Berin stapte naar buiten en knipperde zijn laatste tranen weg. Toen het felle zonlicht hem raakte, besefte hij dat hij geen idee had wat hij nu moest doen. Wat kon hij doen? Hij kon zijn oudste zoon niet helpen, niet nu, terwijl de anderen wel overal konden zijn.

“Dat doet er niet toe,” zei Berin tegen zichzelf. Hij voelde de vastberadenheid in zich veranderen, net als het metaal dat hij bewerkte. “Het zal me niet tegenhouden.”
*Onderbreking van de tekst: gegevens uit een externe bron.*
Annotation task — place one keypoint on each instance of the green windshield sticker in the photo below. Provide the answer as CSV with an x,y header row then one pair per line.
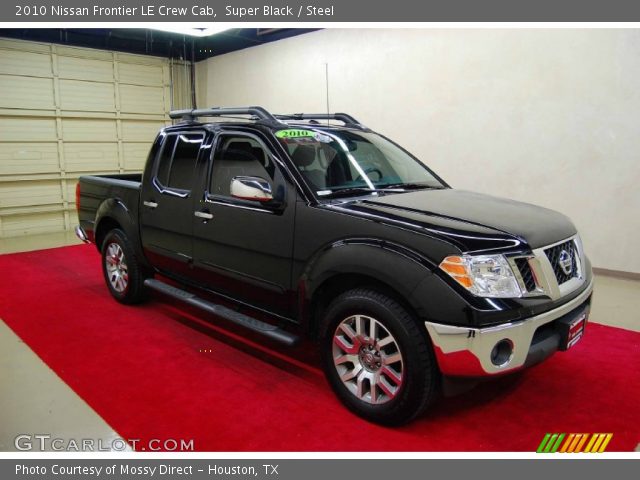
x,y
294,133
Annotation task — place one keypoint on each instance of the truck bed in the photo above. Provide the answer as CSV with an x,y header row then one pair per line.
x,y
122,189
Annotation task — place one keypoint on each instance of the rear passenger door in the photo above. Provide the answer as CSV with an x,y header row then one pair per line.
x,y
166,209
243,248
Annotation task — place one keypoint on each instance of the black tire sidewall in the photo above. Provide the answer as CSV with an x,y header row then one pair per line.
x,y
134,291
418,370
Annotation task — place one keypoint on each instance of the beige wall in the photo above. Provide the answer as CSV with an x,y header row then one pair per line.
x,y
68,111
550,117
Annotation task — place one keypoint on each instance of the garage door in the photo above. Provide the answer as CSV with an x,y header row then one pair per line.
x,y
66,112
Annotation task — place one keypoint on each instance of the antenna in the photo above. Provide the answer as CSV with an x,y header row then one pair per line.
x,y
326,79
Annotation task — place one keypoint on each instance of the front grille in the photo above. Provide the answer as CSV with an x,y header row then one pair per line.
x,y
526,273
554,255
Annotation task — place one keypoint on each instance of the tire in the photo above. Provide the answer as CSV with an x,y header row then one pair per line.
x,y
389,381
122,271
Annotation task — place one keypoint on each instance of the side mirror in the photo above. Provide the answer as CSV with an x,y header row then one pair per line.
x,y
251,188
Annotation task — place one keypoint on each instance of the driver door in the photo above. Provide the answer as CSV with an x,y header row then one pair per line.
x,y
244,248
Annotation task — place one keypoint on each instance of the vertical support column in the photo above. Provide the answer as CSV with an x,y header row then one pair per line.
x,y
64,191
116,89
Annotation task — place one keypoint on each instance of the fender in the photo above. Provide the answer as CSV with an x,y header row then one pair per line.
x,y
394,265
115,209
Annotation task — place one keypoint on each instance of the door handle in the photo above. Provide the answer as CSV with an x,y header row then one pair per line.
x,y
203,215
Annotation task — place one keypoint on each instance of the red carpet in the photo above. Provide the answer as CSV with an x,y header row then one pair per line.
x,y
144,370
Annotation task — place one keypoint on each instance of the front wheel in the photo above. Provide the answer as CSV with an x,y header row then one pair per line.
x,y
122,272
376,358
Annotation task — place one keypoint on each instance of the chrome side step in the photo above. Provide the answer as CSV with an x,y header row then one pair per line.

Misschien had iemand in de buurt gezien waar ze heen waren gegaan. Er moest wel iemand zijn die wist waar het leger was, en Berin wist beter dan wie dan ook dat een man die zwaarden maakte altijd een manier kon vinden om dichter bij het leger te komen.

Wat betreft Ceres…er moest iets zijn. Ze moest ergens zijn. Want het alternatief was ondenkbaar.

Berin keek uit over het platteland. Ceres was daar ergens. En Sartes ook. Hij zei de volgende woorden hardop, want daardoor leken ze in een belofte te veranderen. Een belofte aan zichzelf, aan de wereld, aan zijn kinderen.

“Ik zal jullie allebei vinden,” beloofde hij. “Hoe dan ook.”